But “make only gradual changes” isn’t compatible with “every year, increase the population by a hundred million people, invent a couple new world-changing technologies, use a wide variety of finite and/or non-renewable resources, and overthrow a couple governments”. It doesn’t always help to know of conservative, tried-and-true solutions to an older version of an ever-changing problem. And the level of authoritarianism which would be required to prevent the world from changing so fast would itself be a non-conservative idea.
Jun 15 2011 at 1:37pm
It is one of the responses. That is the basis for Hayek warning about tinkering with emergent systems. Since they were not rationally designed–and are beyond rational capabilities–it would be wisest to tread softly when attempting to change them.

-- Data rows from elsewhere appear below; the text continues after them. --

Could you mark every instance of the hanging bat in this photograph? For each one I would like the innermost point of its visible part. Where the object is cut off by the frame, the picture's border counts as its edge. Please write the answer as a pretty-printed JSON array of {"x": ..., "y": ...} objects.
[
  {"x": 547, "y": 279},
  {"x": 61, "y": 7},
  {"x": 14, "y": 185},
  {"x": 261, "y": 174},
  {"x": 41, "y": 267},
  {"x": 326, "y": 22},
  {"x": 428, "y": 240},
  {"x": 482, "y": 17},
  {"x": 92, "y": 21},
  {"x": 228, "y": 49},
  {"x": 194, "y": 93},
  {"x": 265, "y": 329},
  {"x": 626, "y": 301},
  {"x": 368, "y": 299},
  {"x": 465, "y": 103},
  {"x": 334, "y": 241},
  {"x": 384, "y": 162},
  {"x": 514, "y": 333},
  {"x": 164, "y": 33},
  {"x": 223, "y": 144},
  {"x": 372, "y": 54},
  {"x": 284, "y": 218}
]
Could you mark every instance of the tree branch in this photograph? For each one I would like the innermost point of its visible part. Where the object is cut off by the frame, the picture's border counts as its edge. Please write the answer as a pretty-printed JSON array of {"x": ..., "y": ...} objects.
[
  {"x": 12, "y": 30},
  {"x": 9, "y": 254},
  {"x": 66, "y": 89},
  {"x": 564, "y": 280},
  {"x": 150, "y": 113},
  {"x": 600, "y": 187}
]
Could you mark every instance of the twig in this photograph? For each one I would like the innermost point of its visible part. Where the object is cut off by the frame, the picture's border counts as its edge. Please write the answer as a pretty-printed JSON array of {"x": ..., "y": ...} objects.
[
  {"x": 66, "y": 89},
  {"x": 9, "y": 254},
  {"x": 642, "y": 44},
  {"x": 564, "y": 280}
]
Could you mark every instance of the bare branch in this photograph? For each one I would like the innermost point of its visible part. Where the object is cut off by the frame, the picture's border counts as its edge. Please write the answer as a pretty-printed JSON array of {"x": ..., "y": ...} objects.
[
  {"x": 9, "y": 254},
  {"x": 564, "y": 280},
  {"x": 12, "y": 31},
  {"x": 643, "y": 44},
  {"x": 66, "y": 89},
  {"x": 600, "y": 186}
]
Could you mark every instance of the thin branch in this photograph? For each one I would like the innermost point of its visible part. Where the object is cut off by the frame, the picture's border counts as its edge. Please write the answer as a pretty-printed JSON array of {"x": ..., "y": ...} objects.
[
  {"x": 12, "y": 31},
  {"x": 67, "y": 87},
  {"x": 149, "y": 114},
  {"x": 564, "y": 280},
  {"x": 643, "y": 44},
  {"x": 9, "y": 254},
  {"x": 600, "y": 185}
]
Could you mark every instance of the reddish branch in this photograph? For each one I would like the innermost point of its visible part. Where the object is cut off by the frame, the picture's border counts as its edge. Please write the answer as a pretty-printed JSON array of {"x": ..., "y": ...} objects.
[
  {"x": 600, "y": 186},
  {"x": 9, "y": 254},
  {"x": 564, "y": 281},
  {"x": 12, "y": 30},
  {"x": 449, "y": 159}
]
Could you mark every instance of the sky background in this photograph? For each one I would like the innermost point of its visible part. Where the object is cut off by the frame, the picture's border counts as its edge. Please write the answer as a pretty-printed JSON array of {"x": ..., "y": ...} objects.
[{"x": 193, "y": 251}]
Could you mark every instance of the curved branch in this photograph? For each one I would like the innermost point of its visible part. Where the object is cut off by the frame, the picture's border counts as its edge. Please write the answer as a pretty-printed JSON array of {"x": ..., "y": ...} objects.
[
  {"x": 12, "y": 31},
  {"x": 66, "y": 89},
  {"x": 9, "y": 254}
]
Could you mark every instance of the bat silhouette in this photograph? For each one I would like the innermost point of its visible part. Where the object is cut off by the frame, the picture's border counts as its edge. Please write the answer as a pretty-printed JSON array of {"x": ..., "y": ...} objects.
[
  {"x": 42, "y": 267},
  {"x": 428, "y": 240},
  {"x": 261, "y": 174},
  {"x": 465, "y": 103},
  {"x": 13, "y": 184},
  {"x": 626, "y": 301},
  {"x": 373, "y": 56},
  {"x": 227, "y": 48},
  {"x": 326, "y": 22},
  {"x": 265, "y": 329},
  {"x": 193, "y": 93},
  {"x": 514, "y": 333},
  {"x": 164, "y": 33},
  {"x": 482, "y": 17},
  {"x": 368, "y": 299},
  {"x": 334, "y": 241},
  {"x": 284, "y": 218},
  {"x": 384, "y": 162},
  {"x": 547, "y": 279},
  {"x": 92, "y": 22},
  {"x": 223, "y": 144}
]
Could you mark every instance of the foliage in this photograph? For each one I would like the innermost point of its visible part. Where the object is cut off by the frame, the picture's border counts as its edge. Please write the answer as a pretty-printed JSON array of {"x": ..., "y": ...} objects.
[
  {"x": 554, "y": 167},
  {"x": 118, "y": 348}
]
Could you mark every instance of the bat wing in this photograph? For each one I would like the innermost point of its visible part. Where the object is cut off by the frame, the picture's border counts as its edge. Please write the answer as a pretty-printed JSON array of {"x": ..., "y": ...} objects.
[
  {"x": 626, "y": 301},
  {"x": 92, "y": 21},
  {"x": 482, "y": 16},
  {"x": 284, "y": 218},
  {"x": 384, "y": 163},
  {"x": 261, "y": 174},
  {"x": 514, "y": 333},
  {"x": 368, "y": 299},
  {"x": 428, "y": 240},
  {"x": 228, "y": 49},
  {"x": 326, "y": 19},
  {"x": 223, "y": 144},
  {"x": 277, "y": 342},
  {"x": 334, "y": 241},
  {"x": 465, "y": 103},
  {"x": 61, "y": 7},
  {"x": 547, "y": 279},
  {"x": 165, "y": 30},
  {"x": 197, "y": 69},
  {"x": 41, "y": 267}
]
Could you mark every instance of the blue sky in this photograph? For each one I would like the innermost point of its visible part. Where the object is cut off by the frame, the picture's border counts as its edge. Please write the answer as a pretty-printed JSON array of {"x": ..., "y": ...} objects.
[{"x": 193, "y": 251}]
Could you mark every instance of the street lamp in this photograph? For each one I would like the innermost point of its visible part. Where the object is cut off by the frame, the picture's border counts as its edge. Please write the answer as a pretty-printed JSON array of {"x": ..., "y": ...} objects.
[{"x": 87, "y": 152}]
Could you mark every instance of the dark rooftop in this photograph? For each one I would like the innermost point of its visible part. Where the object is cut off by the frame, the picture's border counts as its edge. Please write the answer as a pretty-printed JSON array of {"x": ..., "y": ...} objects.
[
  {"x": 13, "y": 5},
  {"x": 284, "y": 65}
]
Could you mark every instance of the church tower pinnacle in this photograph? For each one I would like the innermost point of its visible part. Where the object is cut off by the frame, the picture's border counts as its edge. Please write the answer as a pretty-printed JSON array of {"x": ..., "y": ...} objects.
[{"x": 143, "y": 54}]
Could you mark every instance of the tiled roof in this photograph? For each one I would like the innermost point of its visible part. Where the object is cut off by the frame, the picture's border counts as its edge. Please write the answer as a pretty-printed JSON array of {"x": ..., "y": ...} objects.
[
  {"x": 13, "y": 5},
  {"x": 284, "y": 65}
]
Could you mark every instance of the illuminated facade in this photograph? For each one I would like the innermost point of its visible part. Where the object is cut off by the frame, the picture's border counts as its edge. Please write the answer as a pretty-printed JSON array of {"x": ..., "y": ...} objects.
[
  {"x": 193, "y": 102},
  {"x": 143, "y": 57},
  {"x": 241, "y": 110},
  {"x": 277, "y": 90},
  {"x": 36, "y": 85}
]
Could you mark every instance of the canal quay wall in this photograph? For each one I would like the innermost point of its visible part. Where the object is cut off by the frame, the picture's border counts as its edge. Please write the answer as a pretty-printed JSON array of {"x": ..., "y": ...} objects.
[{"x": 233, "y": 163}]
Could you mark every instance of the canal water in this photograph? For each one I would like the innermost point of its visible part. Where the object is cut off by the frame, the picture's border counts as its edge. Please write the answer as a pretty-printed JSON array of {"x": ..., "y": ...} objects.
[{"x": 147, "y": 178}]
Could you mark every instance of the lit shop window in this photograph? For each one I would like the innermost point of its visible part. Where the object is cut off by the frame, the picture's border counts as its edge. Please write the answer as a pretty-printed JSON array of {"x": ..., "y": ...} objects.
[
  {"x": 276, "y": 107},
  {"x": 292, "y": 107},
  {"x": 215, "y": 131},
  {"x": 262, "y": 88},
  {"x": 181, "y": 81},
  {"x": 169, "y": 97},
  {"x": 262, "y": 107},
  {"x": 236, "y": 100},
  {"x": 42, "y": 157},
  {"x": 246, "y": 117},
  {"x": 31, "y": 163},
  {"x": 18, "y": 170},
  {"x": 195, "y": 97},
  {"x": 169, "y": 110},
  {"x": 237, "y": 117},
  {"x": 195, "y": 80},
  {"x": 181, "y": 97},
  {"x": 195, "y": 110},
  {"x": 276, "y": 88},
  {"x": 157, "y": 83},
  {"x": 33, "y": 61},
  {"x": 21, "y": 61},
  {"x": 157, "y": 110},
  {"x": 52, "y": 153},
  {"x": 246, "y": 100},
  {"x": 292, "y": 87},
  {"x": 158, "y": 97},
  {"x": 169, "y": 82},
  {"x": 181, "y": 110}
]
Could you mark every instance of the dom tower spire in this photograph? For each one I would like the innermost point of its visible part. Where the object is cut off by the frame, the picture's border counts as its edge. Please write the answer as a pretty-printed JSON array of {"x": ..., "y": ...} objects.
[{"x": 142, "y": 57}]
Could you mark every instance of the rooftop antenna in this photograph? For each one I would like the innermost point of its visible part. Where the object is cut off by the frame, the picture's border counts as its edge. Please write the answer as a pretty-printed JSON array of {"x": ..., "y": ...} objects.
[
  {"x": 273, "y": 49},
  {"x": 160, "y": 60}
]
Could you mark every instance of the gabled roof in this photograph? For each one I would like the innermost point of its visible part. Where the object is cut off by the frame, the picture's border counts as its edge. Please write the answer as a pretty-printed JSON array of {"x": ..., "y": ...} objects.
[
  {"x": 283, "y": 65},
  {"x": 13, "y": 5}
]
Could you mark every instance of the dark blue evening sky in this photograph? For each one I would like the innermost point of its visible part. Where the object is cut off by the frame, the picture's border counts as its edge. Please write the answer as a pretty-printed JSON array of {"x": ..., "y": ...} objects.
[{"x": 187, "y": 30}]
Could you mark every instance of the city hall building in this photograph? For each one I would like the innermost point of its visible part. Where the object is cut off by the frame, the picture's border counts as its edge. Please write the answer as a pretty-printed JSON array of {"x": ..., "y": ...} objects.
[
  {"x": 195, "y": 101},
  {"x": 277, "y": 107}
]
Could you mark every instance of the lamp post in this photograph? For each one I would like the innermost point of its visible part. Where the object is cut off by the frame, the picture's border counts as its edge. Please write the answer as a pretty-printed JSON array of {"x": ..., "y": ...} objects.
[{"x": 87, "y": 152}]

That is an essentially conservative standpoint.
Jun 15 2011 at 10:42pm
The problem with a conservative attitude is that it sometimes conflicts with Pennington’s other conclusion:
Many conservatives, especially social conservatives, not only refuse wholesale change to society, they also try to disallow any experimentation whatsoever. Hence we have protectionist conservatives stopping experiments in international division of labor, religious conservatives trying to stop experiments in personal lifestyles, etc.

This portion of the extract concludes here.